|
Opgepoetst | 22-2-2019 Dikkerd moet in beweging blijven
Voor mensen met ernstig overgewicht is lichaamsbeweging nog belangrijker dan voor mensen met een gezond gewicht. Dat ontdekte ir Wanda Wendel-Vos tijdens haar promotieonderzoek. Lichaamsbeweging verminderde bij mensen met obesitas - de wetenschappelijk term voor ernstig overgewicht - de kans op een hartinfarct met bijna de helft.
"Aan de ene kant heb je de beroertes, waarbij bloedvaten in de hersenen het begeven", legt Wendel-Vos uit. "En aan de andere kant heb je de coronaire hartziekten. Dat is een groep aandoeningen waaronder ook het hartinfarct valt. Die twee groepen zijn de belangrijkste hart- en vaatziekten."
In haar promotieonderzoek onderzocht de aan RIVM verbonden promovenda het verband tussen de verschillende vormen van hart- en vaatziekten, overgewicht en beweging. Toen ze de gegevens van een kleine veertigduizend mensen analyseerde, ontdekte Wendel-Vos dat obesitas de kans op een fatale beroerte vervijfvoudigde. Tenminste, als de zware mensen ook weinig lichaamsbeweging hadden. Waren dikke mensen lichamelijk wel actief, dan verminderde hun kans. Vooral de kans op hartinfarcten en andere coronaire hartziekten daalde fors, al bereikte die niet het niveau van lichamelijk actieve mensen met een gezond gewicht.

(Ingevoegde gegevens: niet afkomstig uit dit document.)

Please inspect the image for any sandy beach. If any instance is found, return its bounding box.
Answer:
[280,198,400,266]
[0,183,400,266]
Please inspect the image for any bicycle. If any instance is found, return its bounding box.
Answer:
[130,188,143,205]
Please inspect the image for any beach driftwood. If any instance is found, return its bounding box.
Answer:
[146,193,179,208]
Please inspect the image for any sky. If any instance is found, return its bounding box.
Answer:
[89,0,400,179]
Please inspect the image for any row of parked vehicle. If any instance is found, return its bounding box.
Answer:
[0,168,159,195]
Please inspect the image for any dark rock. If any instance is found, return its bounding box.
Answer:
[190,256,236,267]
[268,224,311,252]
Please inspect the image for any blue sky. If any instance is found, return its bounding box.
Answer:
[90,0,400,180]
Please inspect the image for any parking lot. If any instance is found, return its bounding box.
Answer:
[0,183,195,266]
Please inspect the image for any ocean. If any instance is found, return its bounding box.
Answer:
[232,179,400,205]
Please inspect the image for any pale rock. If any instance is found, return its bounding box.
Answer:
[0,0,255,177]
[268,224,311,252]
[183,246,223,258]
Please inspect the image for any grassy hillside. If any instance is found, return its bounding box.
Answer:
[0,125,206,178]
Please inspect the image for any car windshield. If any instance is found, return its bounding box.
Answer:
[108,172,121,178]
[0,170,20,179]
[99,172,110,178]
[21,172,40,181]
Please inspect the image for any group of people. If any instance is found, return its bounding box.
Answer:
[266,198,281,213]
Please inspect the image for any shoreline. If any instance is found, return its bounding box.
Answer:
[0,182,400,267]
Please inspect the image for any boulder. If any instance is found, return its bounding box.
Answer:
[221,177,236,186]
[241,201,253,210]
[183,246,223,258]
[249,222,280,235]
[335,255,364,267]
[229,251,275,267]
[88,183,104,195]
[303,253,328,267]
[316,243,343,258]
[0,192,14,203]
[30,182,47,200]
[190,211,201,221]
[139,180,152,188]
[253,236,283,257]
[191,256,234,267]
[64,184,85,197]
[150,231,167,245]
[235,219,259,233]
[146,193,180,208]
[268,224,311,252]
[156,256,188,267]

Het onderwerp van Wendel-Vos' onderzoek is actueel. "Overgewicht wordt een enorm probleem", zegt de onderzoeker. "Als je kijkt naar hoeveel mensen nu te zwaar zijn, dan valt het nog mee. We doen het minder slecht dan andere landen. Maar de groeicijfers zijn spectaculair. Sinds de jaren zeventig is het percentage mensen met overgewicht verdubbeld. Als er niets verandert, zitten we over enkele tientallen jaren diep in de problemen."
Wendel-Vos onderzocht welke factoren maken dat iemand veel beweegt. "Het belangrijkste verband dat we vonden was dat tussen de tijd dat mensen fietsen en de totale oppervlakte aan sportvelden in hun omgeving", zegt de onderzoeker. Voor dat verband vond ze twee mogelijke verklaringen. "Sportvelden vind je meestal aan de rand van de stad. Daar zijn geen winkels, en dat betekent dat je zult moeten fietsen naar het centrum. Aan de andere kant denken we dat mensen aan de rand van de stad sneller de fiets pakken om er op uit te gaan."
Wanda Wendel-Vos promoveerde op 2 juni bij prof. Daan Kromhout, hoogleraar Volksgezondheidsonderzoek.
Weekblad voor Wageningen UR, 2 juni 2004.